Assuring error-free figures every single day on a scale of hundreds of millions of records is certainly not an easy endeavour. An unforgivable error from the data set will result in the prospect or customer lose confidence in the ability of the business organization to handle his/her business intelligence. Ever thought “What is it like to be a Data Scientist” or “What's a typical day like for a data scientist” as they bring a critical set of skills organizations need to win with big data.
The search term “Data Scientist” on LinkedIn shows more than 35,000 results. The foremost search result page displays the list of notable people at Silicon Valley startups. If you are sitting in any coffee shop at Silicon Valley or the Bay area, you will definitely overhear someone talking about data science.
We have already discussed a lot about “Big Data being the next Big Thing” in our earlier articles. But ever wondered who is analysing those 2.5 million pieces of content shared by Facebook users or the 40,000 search queries made on Google every second or even who is managing the 2.5 petabytes of data at Walmart that is generated from 1 million transactions every hour? What is it and who is crunching these huge numbers? The solution to all these big data problems best describes the job of a data scientist who finds patterns in big data and connects them to business decisions in real time.
“A data scientist is somebody who is inquisitive, who can stare at data and spot trends. It’s almost like a Renaissance individual who really wants to learn and bring change to an organization.” — Anjul Bhambhri, Vice President of Big Data Products, IBM
A thorough knowledge of Big Data and basic understanding of data science is not enough to get you into a Data Science career. Data Science is a highly complex and advanced discipline. If being a data scientist was easy, then there would not be a shortage of data scientists as projected by McKinsey report. Finding out trends in huge amounts of data might sound like a simple and straightforward concept but is difficult in execution which can be realized only after understanding what a data scientist does and what a typical day as a Data Scientist is.
Data scientists love to write code, solve data problems, create graphs, build charts and work 24x7 with other peers who just love similar things. It is not that a data scientist should live to work but work life balance is easy if a data scientist enjoys what he/she does.
There are number of universities coming up with two year data science programs but in reality data science requires considerably more training. Data scientists have advanced degrees and training in various subjects like computer science, statistics and mathematics. A data scientist has experience in data visualization, information management, data mining, infrastructure design, cloud computing and data warehousing.
The biggest misconception about the job role of a data scientists is that they deal only with complex algorithms.
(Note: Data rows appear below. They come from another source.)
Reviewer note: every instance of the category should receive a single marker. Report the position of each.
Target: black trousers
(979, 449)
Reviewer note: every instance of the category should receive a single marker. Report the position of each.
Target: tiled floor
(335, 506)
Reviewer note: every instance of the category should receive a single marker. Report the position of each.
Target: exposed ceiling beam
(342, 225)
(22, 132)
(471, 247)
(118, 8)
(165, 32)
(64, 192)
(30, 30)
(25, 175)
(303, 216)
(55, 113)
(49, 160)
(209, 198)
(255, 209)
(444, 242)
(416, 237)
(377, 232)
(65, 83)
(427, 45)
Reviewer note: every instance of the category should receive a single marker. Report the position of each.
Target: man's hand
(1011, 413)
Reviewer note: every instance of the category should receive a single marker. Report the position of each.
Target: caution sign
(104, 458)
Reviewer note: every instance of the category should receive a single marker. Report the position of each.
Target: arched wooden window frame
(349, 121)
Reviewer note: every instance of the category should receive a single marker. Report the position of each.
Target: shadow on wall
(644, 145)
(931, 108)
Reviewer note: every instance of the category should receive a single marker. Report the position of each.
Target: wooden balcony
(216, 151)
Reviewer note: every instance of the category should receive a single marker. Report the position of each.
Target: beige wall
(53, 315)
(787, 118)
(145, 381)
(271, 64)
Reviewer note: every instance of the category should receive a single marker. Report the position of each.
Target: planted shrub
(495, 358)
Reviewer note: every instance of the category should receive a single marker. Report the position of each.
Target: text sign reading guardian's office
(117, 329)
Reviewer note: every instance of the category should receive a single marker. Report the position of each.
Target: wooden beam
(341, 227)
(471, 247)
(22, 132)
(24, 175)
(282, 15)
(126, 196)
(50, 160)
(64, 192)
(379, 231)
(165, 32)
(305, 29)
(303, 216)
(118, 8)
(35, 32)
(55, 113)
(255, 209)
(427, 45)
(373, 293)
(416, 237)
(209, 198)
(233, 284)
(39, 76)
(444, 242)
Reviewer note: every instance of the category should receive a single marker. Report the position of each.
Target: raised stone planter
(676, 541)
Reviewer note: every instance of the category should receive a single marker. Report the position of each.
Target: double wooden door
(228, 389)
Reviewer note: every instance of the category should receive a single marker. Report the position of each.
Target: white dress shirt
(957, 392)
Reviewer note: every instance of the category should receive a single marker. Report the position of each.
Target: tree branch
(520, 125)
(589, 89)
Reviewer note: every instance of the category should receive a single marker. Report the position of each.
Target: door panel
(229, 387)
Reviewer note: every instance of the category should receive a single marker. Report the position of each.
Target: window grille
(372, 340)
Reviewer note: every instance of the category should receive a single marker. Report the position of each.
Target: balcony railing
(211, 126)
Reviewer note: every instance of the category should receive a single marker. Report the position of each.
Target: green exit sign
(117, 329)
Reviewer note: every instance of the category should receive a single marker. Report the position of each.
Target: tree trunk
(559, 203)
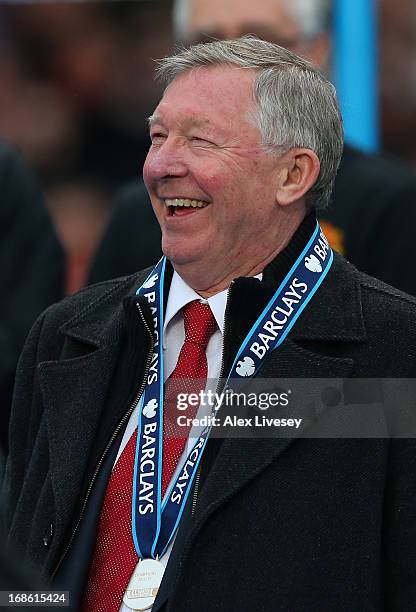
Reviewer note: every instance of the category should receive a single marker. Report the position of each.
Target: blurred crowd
(76, 83)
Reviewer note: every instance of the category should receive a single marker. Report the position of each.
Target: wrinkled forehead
(216, 97)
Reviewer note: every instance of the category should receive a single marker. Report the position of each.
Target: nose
(164, 161)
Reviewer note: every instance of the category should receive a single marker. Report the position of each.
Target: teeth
(185, 202)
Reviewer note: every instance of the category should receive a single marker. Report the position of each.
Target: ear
(299, 170)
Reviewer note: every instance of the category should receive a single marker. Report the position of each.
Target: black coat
(289, 524)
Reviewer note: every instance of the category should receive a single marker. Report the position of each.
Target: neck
(207, 281)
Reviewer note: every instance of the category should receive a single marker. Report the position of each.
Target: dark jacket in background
(371, 221)
(32, 267)
(279, 524)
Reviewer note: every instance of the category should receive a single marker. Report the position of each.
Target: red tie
(115, 557)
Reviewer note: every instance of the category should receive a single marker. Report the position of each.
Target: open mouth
(184, 206)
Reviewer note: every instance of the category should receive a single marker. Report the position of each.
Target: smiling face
(211, 182)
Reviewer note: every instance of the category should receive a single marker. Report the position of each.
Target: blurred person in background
(374, 198)
(76, 87)
(32, 266)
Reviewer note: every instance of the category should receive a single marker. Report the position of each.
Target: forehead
(222, 94)
(233, 18)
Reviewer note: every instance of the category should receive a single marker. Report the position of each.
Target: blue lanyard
(154, 524)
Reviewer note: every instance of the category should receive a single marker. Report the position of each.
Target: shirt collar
(180, 294)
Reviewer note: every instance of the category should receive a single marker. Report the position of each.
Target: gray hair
(296, 104)
(312, 16)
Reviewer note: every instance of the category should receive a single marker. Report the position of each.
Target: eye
(157, 137)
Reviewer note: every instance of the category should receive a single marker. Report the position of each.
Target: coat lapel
(332, 320)
(74, 390)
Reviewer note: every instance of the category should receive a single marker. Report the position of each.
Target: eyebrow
(187, 123)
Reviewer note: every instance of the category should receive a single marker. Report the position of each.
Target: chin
(181, 254)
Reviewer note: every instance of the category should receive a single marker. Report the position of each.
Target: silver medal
(144, 584)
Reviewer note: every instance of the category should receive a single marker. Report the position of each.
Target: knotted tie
(115, 557)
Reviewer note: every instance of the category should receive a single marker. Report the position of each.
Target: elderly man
(245, 144)
(373, 197)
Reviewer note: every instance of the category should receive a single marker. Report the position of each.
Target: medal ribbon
(154, 525)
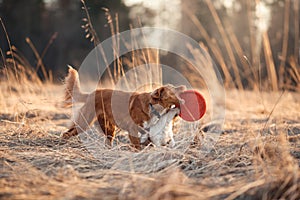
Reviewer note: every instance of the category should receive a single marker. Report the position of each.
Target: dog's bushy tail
(72, 89)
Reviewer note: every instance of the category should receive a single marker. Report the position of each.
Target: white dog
(161, 131)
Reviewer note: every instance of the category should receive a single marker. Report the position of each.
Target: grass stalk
(270, 61)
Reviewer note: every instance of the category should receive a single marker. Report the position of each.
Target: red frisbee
(194, 106)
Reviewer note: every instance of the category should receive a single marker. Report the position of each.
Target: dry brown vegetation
(256, 156)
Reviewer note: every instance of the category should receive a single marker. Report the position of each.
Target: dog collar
(154, 111)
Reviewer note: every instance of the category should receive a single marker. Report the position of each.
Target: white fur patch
(161, 132)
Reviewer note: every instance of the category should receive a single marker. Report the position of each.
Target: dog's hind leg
(108, 129)
(82, 122)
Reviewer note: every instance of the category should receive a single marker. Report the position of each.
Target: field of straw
(257, 155)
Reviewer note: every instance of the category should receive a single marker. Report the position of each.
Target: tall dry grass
(256, 156)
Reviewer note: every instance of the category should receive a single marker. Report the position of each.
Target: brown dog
(129, 111)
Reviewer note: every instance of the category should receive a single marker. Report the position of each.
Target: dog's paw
(66, 135)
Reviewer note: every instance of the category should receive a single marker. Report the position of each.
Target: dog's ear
(180, 89)
(157, 94)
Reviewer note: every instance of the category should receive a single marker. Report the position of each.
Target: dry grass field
(256, 156)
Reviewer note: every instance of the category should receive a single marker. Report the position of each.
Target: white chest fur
(161, 132)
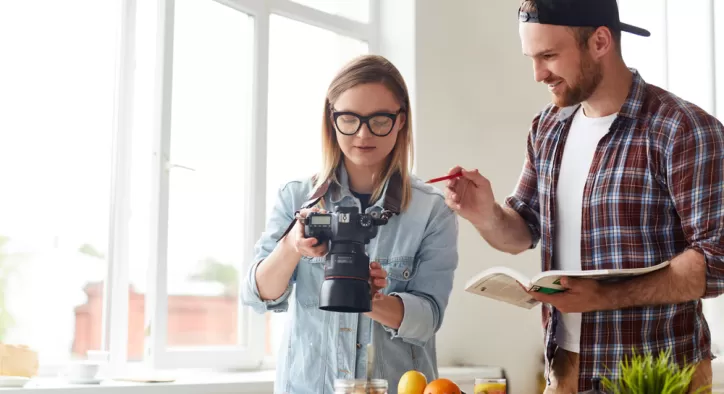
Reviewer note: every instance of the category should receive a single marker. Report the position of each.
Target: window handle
(170, 166)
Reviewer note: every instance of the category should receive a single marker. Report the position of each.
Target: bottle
(360, 386)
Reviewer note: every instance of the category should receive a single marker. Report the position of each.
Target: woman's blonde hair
(361, 70)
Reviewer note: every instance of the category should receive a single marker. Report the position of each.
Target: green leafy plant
(644, 374)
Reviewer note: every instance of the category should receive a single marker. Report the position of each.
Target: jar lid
(360, 384)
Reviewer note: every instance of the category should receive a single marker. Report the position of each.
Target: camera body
(346, 285)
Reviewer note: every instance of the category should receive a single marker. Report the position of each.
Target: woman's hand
(378, 280)
(305, 246)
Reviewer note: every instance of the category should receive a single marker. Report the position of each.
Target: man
(618, 173)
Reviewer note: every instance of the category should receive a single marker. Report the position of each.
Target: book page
(502, 287)
(548, 282)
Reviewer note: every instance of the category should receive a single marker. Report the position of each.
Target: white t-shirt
(581, 143)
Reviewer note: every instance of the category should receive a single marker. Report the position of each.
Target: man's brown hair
(582, 34)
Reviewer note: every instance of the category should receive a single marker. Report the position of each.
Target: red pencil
(444, 178)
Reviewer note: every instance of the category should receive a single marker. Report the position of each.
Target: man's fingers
(454, 170)
(474, 176)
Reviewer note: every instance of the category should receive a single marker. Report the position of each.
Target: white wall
(475, 98)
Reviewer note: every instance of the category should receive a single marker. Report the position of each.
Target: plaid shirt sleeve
(524, 199)
(695, 177)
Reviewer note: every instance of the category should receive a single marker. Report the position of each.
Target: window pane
(646, 54)
(141, 171)
(358, 10)
(57, 101)
(296, 105)
(691, 59)
(210, 132)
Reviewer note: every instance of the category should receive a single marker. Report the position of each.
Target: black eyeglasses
(379, 123)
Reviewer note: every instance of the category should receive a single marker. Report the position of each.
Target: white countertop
(203, 383)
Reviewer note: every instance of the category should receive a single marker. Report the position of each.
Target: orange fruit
(442, 386)
(412, 382)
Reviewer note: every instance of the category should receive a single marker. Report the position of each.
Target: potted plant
(644, 374)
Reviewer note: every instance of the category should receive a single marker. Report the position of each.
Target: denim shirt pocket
(400, 271)
(311, 272)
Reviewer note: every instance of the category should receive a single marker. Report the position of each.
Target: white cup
(83, 370)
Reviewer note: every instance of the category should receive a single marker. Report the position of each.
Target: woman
(367, 151)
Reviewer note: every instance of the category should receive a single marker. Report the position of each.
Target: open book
(503, 283)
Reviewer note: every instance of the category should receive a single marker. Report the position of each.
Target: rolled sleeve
(251, 297)
(429, 290)
(695, 177)
(281, 215)
(524, 199)
(418, 321)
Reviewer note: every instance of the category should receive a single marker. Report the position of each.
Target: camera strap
(390, 207)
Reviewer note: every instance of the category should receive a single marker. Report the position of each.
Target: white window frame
(250, 353)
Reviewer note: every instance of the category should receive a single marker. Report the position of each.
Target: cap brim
(635, 30)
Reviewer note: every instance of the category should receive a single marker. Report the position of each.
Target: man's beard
(588, 80)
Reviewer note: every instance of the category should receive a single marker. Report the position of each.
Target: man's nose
(364, 131)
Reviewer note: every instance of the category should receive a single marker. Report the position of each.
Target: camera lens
(346, 287)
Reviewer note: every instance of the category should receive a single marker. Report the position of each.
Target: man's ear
(601, 42)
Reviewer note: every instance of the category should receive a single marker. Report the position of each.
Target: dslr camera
(346, 285)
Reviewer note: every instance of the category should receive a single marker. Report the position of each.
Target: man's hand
(378, 280)
(581, 295)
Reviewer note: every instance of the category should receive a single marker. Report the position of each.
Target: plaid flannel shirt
(655, 189)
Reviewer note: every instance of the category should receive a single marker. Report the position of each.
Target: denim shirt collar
(339, 190)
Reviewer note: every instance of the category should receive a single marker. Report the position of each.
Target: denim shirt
(417, 249)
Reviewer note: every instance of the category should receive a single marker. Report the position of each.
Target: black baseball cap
(579, 13)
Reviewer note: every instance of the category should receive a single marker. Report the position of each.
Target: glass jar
(360, 386)
(490, 386)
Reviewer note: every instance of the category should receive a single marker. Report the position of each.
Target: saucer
(13, 381)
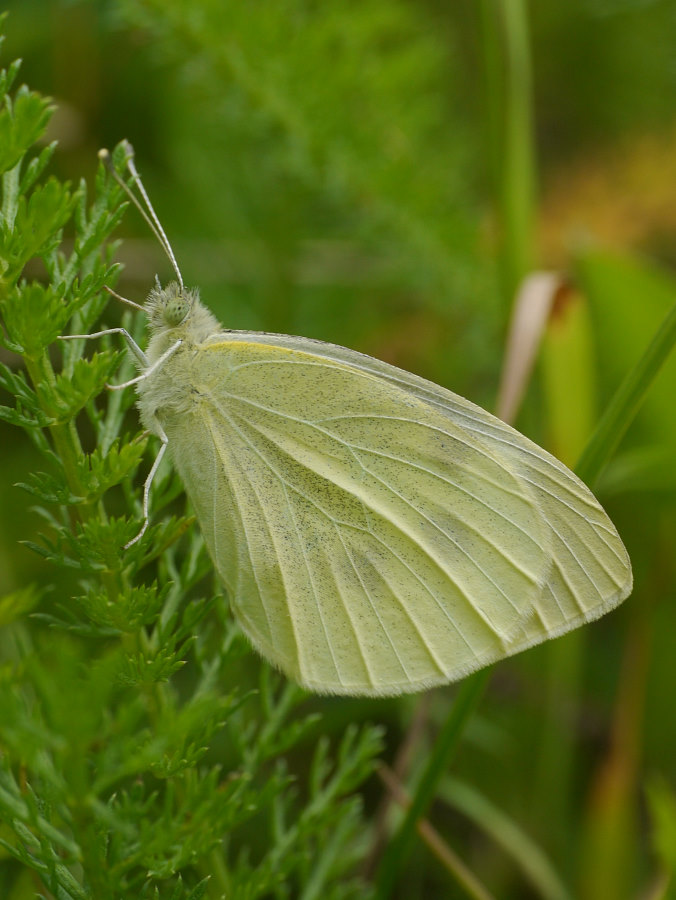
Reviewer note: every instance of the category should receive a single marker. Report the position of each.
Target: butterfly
(376, 533)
In reality, data scientists begin their work by translating a business use case into an analytics plan and most of their time is spent in understanding data, exploring patterns in data, developing hypothesis and measuring impact rather than in choosing algorithms.
Data scientists use powerful statistical modelling tools and techniques to make discoveries about various business processes, platforms and related business problems. The responsibilities of a data scientist involve operationalizing big data in specific ways - by providing better insights in pricing trends of various products, by closely monitoring the customer behaviour across various communication channels and by providing more personalized offers to prospects and existing customers of a business. To do these things efficiently and effectively on a large scale with precision, data scientist continuously seek the leading edge with regards to performance and continuously rethink on what is possible with big data.
The job profile of a data scientist goes far beyond just mathematics and code –they are the people who make data a thread that runs through the fabric of a business organization.
The foremost task of data scientist is to acquire all the data required to complete a specific analysis task. The challenges that a data scientist encounters in this step is to gather data that is distributed across several databases and most of the business organizations lack search capabilities and documentation, thus the data scientists have to depend on the DBA’s for help in acquiring the data.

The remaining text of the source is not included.